12. In expounding his views on the Constitution, Bramwell “joins a slew of Straussians, neocons, liberals and other devotees of unlimited government.” I have no idea what Gutzman means by “Straussians” and “neocons.” Evidently, I am supposed to be frightened of these bogeymen. I confess, however, that I am not deeply immersed enough in the literature unmasking the untrammeled malevolence of neocons and Straussians to tell whether I should be frightened or not. Tell me what a “Straussian” or “neocon” argument is, and I will say whether I agree with it. Until then, Gutzman’s name calling doesn’t affect the truth of my arguments.

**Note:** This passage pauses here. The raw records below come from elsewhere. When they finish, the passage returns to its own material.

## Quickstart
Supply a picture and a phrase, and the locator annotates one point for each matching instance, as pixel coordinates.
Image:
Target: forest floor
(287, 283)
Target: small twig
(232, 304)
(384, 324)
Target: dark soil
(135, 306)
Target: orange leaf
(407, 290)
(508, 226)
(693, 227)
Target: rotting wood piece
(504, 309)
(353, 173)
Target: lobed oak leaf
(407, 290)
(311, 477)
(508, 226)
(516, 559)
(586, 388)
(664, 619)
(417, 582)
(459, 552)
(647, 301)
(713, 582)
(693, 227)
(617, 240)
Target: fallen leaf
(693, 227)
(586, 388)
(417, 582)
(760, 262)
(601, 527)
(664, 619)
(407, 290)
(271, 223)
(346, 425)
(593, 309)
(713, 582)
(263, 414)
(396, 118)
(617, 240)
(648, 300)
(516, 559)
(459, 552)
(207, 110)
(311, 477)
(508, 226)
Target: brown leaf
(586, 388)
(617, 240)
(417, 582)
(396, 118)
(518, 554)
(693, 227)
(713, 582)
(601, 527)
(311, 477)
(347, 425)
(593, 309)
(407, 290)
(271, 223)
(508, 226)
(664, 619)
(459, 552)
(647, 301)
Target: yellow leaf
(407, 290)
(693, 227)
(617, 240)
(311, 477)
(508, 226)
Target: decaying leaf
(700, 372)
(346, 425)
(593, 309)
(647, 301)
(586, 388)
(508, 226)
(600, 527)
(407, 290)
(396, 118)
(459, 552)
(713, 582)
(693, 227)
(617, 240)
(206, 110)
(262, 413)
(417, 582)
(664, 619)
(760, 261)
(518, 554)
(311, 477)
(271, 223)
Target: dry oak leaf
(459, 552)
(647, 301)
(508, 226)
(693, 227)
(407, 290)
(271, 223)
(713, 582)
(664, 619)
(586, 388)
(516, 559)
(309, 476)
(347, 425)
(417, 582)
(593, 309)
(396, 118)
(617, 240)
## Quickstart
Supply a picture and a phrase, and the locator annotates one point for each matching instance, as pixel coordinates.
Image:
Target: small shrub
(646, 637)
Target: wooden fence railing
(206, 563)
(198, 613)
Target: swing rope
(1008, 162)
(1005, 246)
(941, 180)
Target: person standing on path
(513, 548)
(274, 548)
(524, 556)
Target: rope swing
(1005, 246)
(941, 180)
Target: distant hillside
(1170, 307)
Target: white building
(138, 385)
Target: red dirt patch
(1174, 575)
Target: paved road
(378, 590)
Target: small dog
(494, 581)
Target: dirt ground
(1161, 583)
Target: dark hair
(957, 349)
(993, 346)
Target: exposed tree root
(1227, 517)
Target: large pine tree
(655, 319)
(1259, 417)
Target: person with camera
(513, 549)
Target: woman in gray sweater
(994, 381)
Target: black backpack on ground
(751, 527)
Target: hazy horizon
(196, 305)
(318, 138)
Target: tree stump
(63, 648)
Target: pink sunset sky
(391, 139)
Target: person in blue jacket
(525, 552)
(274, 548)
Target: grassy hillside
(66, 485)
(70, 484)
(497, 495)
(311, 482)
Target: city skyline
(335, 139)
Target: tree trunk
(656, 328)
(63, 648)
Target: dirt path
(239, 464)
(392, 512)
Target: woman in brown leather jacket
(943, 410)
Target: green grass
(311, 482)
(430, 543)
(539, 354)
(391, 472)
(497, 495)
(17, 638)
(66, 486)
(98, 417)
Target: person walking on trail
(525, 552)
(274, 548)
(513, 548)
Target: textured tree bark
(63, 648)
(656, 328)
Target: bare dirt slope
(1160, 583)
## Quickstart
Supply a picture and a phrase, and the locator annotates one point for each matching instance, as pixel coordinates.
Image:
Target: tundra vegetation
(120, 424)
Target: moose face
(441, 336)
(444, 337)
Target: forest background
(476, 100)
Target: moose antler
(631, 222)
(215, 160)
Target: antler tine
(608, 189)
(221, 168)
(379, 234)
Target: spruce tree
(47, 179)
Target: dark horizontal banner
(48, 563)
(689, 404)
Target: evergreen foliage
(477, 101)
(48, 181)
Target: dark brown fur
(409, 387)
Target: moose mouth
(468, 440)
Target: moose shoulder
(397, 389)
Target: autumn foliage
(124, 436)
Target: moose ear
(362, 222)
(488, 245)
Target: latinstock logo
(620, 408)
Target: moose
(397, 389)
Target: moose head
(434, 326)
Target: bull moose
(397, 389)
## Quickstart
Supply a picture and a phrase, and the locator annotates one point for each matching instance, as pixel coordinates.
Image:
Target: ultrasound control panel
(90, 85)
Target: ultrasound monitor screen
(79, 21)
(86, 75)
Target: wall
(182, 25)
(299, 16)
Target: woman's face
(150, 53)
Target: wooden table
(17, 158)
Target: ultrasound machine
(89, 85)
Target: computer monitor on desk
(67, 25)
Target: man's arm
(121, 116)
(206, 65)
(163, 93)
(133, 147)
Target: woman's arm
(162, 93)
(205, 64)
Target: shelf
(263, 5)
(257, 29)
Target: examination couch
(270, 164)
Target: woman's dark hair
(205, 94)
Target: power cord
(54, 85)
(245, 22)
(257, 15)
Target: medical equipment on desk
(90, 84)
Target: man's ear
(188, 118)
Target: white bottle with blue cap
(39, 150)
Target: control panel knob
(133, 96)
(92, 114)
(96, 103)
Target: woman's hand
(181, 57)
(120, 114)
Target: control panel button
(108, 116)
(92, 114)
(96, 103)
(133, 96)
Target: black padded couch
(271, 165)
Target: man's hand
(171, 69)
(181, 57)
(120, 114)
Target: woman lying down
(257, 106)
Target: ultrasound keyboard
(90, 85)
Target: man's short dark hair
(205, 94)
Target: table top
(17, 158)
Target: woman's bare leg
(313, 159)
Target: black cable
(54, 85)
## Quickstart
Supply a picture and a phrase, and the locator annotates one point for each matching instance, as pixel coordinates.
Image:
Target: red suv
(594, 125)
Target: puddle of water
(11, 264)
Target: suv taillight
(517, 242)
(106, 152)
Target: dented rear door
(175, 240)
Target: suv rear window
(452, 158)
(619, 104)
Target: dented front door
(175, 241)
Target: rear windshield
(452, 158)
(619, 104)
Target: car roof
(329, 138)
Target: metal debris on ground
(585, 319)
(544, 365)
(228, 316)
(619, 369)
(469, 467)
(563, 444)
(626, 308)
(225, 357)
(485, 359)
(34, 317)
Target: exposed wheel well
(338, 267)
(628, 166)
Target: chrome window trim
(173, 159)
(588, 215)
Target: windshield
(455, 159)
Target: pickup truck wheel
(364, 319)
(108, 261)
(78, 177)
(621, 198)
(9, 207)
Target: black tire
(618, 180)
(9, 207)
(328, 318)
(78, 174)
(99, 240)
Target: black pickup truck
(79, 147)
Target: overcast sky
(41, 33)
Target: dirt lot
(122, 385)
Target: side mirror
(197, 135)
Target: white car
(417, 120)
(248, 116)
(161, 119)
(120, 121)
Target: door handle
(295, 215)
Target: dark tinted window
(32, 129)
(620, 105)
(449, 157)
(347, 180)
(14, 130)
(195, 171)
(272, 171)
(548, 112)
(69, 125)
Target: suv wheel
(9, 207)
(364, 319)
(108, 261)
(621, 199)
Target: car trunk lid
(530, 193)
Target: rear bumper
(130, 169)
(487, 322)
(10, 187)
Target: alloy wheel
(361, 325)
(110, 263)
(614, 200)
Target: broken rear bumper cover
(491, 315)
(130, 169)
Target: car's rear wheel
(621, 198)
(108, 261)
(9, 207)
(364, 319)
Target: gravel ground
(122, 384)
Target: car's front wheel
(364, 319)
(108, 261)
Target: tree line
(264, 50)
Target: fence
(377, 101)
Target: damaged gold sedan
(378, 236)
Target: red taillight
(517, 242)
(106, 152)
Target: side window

In any case, I am not a devotee of unlimited government. Gutzman apparently missed the point of my article, which was to prove that the Constitution is not the friend of limited government that many libertarians suppose. As I concluded the article, “I wish Gutzman were right that the Constitution vindicated limited government.” But Gutzman is not right. Libertarian constitutional scholars succomb to selection bias: they remember only the battles they have unfairly lost (such as over the scope of the Commerce Clause) but not the battles they have unfairly won (such as over the scope of Congress’s Fourteenth Amendment enforcement powers). If libertarians ever want to come up with an ideologically congenial constitutional theory, they’ll need to stop thumping their originalist bibles.